Graft-versus-host (GVH) reactions contribute to stable engraftment of allogeneic hematopoietic stem cell transplants. It was hypothesized that the in vivo expansion of recipient dendritic cells (DC) with the administration of ligand for Flt3 (FL) could promote allogeneic engraftment after reduced-intensity conditioning by enhancing the GVH effect.
FL was first administered to three nonirradiated healthy dogs for 13 days at a dosage of 100 microg/kg/day. Next, nine dogs received 4.5 Gy total-body irradiation (TBI) and unmodified marrow grafts from dog leukocyte antigen (DLA)-identical littermates without posttransplant immunosuppression. FL was administered to the recipients at a dosage of 100 microg/kg/day from day -7 until day +5.
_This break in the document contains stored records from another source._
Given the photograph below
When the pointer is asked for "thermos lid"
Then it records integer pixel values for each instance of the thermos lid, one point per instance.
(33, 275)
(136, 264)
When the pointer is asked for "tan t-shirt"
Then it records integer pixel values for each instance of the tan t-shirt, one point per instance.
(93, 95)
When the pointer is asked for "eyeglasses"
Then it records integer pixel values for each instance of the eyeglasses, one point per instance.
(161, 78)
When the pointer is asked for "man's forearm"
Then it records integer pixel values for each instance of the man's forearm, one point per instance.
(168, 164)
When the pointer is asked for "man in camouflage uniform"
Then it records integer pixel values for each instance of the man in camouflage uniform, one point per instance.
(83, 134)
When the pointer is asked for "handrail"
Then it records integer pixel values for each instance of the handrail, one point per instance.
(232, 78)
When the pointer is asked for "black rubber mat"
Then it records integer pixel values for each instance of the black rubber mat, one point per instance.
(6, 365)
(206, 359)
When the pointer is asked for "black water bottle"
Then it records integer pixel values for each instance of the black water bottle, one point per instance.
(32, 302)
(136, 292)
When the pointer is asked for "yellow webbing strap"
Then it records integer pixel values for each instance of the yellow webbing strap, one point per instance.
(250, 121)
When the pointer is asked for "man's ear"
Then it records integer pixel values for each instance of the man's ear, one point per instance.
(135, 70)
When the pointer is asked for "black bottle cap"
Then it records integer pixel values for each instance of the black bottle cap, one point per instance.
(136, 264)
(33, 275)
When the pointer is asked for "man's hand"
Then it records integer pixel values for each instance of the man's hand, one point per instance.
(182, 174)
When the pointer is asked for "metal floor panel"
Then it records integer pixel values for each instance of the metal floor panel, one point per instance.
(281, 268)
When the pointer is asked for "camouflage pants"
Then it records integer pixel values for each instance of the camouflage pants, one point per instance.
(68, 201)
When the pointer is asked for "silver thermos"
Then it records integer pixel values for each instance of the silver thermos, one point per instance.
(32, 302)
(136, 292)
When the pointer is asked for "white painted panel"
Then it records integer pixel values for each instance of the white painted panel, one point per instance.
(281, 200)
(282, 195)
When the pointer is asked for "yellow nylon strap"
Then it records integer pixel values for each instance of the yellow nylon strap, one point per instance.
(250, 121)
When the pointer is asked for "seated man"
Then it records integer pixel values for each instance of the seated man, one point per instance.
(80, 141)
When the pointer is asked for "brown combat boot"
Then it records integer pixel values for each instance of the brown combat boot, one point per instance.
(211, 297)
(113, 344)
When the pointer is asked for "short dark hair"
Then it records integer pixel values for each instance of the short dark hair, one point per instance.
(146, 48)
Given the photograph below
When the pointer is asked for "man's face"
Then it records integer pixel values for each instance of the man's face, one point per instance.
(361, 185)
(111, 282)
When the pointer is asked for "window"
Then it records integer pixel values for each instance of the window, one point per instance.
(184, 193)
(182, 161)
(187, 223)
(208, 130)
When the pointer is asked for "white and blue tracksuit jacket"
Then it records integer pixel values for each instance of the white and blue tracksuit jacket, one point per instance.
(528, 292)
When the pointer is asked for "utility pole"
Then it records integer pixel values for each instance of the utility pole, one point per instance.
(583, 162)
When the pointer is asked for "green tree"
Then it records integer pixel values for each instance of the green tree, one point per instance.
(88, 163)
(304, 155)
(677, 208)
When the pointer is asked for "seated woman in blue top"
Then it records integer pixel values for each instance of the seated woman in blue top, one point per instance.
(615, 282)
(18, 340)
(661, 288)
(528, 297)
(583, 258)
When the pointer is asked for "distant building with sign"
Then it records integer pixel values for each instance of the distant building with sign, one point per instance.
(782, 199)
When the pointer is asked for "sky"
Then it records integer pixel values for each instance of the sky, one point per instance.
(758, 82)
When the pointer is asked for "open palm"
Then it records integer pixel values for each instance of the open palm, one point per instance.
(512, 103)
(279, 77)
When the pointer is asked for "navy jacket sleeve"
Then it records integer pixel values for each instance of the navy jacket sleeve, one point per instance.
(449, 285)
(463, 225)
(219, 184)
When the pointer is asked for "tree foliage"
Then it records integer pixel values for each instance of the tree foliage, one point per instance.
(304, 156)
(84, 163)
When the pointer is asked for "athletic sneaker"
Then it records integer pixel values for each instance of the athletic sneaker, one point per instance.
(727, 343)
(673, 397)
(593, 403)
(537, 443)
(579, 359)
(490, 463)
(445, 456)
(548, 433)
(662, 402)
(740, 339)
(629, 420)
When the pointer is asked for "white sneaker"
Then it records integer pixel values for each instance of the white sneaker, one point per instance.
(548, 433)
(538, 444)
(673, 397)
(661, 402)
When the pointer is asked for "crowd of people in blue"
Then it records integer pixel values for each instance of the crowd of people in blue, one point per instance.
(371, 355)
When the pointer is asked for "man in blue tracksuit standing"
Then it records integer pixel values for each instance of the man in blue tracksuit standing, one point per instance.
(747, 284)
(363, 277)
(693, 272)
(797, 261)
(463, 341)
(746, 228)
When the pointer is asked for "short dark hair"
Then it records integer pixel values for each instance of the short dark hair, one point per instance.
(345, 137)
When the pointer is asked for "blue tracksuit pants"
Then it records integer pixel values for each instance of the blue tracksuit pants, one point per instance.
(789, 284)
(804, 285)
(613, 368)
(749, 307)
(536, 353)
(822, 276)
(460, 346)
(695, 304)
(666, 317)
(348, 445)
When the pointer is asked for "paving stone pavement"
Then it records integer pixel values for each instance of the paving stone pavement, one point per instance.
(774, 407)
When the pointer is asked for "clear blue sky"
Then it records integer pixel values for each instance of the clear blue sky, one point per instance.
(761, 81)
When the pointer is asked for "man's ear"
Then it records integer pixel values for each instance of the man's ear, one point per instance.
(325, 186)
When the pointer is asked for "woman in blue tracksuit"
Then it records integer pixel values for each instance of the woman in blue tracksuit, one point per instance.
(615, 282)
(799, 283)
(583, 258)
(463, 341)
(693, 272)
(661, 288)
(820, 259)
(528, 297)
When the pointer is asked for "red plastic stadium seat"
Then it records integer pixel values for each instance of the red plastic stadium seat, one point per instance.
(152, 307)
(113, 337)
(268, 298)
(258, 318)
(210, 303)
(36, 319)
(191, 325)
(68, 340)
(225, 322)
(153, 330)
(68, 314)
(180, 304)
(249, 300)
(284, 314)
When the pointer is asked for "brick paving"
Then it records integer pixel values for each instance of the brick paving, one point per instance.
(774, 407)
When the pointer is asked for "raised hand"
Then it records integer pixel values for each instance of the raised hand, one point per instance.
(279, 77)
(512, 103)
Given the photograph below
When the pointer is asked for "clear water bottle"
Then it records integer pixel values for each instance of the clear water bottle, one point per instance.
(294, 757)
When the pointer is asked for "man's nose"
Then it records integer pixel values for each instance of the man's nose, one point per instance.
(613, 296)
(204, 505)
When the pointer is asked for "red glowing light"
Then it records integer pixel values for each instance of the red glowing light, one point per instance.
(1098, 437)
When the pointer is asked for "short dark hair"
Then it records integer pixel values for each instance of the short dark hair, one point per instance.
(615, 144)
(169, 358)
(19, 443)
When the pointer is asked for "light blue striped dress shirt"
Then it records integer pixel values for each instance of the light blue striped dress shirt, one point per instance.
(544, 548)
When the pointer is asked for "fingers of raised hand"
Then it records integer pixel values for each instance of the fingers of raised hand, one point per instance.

In normal dogs, FL produced significant increases in monocytes (CD14+) and neutrophils in the peripheral blood, a marked increase in CD1c+ cells with DC-type morphology in lymph nodes, and increased alloreactivity of third-party responders to peripheral blood mononuclear cells in mixed lymphocyte reactions (P<0.001). Sustained engraftment was observed in eight of nine (89%) FL-treated dogs compared with 14 of 37 (38%) controls (P=0.02, logistic regression). All engrafted FL-treated dogs became stable complete (n=2) or mixed (n=6) hematopoietic chimeras without significant graft-versus-host disease (GVHD). Recipient chimeric dogs (n=4) were tolerant to skin transplants from their marrow donors but rejected skin grafts from unrelated dogs within 7 to 9 days (median, 8 days).
In this study, the authors showed that FL administered to recipients promotes stable engraftment of allogeneic marrow from DLA-identical littermates after 4.5 Gy TBI without significant GVHD.
移植物抗宿主(GVH)反应有助于异基因造血干细胞移植的稳定植入。据推测,通过给予Flt3(FL)配体在体内扩增受体树突状细胞(DC),可通过增强GVH效应促进减低剂量预处理后的异基因植入。
首先对3只未接受照射的健康犬以100μg/kg/天的剂量给予FL,持续13天。接下来,9只犬接受4.5Gy全身照射(TBI),并接受来自犬白细胞抗原(DLA)相同的同窝仔犬的未修饰骨髓移植,移植后不进行免疫抑制。从第-7天至第+5天,以100μg/kg/天的剂量向受体给予FL。
在正常犬中,FL使外周血中的单核细胞(CD14+)和中性粒细胞显著增加,淋巴结中具有DC形态的CD1c+细胞显著增加,并且在混合淋巴细胞反应中第三方反应者对外周血单个核细胞的同种异体反应性增加(P<0.001)。与37只对照犬中的14只(38%)相比,9只接受FL治疗的犬中有8只(89%)观察到持续植入(P=0.02,逻辑回归)。所有植入的接受FL治疗的犬均成为稳定的完全(n=2)或混合(n=6)造血嵌合体,且无明显的移植物抗宿主病(GVHD)。受体嵌合犬(n=4)对来自其骨髓供体的皮肤移植耐受,但在7至9天内(中位数为8天)排斥来自无关犬的皮肤移植。
在本研究中,作者表明向受体给予FL可促进4.5Gy TBI后来自DLA相同同窝仔犬的异基因骨髓稳定植入,且无明显GVHD。